2. Il y a penne, pêne et peine !
penne, issu lui aussi de penna, est de la famille. Il a été évincé de l’usage commun par plume et appartient aujourd’hui au langage des ornithologues pour désigner uniquement les grandes plumes des ailes et de la queue.
pêne : via les anciennes formes pesne et pesle, est issu du latin pessulus, « verrou, pièce mobile d’une serrure ou d’un verrou », lui-même du grec passalos (< *pagyalos), « clou, cheville, piquet » (voir famille PACTE.)
peine : est issu du latin poena, lui-même emprunté au grec ποινη, poinê, terme juridique désignant la compensation versée pour une faute ou un crime.

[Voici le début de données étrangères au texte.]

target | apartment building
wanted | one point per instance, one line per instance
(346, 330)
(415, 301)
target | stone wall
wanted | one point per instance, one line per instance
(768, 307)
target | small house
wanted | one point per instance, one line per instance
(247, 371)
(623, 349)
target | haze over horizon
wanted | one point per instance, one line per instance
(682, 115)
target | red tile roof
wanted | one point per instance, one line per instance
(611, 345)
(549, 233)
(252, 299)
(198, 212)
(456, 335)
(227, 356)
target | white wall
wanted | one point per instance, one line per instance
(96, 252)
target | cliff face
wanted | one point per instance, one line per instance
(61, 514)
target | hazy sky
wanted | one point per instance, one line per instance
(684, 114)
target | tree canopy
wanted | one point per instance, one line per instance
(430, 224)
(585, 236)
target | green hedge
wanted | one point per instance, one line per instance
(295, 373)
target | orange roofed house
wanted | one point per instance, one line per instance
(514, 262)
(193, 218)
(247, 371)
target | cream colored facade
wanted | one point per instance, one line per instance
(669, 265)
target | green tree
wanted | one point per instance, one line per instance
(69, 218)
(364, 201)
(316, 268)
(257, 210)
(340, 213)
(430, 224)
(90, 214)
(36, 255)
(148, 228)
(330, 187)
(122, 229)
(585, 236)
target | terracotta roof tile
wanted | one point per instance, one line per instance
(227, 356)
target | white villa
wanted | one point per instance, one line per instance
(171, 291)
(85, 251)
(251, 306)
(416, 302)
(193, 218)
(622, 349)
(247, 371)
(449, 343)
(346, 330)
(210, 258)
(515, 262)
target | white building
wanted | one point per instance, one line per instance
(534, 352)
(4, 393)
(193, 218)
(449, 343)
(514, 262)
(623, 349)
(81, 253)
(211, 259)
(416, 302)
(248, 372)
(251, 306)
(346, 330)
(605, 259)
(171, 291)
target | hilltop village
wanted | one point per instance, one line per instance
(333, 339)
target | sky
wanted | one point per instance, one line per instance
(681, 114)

Dérivés : peiner, pénible.


3. Il y a pignon et pignon !
Outre le pignon vu plus haut, il y a un pignon qui désigne "la graine comestible du fruit du pin". Le mot est issu du provençal pinhon, dérivé de pinha, « pomme de pin », du latin pinea, de pinus, « pin ».


4. Il y a pis et pis !
Outre l’adverbe pis vu plus haut aux côtés de pire, il y a un nom masc. pis qui désigne la mamelle d’une bête laitière, et qui est – comme poitrail et poitrine – issu du latin pectus, « poitrine, cœur ».


5. Ne sont de la famille ni pan ni panneau (< lat. pannus, « morceau d’étoffe »), ni pétanque (famille PIED) ni péter (< lat. pedere) ni petit (< lat. vulg. *pittittus) ni pétrir (< lat. pinsere, pistus) ni pénis (< lat. penis).

Dans d’autres langues indoeuropéennes

esp. apetecer, asíntota, competir, helicóptero, ímpetu, pana, pedir, pendón, peña, perpetuo, petición, petulante, pináculo, propicio, repetir

port. apetite, competência, helicóptero, ímpeto, pedir, repetir

it. federa, penna, pennone, perpetuo, propizio, ripetere

angl. appetite, compete, feather, fern, (a) fit, impetuous, panache, pen, penna, pennon, perpetual, petition, pin, pinnacle, propitius, repeat, symptom

all. Appetit, Farn, Feder, federn, fiedern, Fittig, Helikopter, Pessimist

rus. аппетит, репетиция, симптом

Notes :

1 On peut comprendre comment on est passé de l’idée d’envol à celle de chute par l’emploi de la préposition sur après des verbes comme se lancer, se jeter, tomber. Le vol d’un rapace s’abattant sur sa proie donne une bonne idée du sémantisme de cette racine.

2 Pour une autre hypothèse, voir famille PIED, note 4.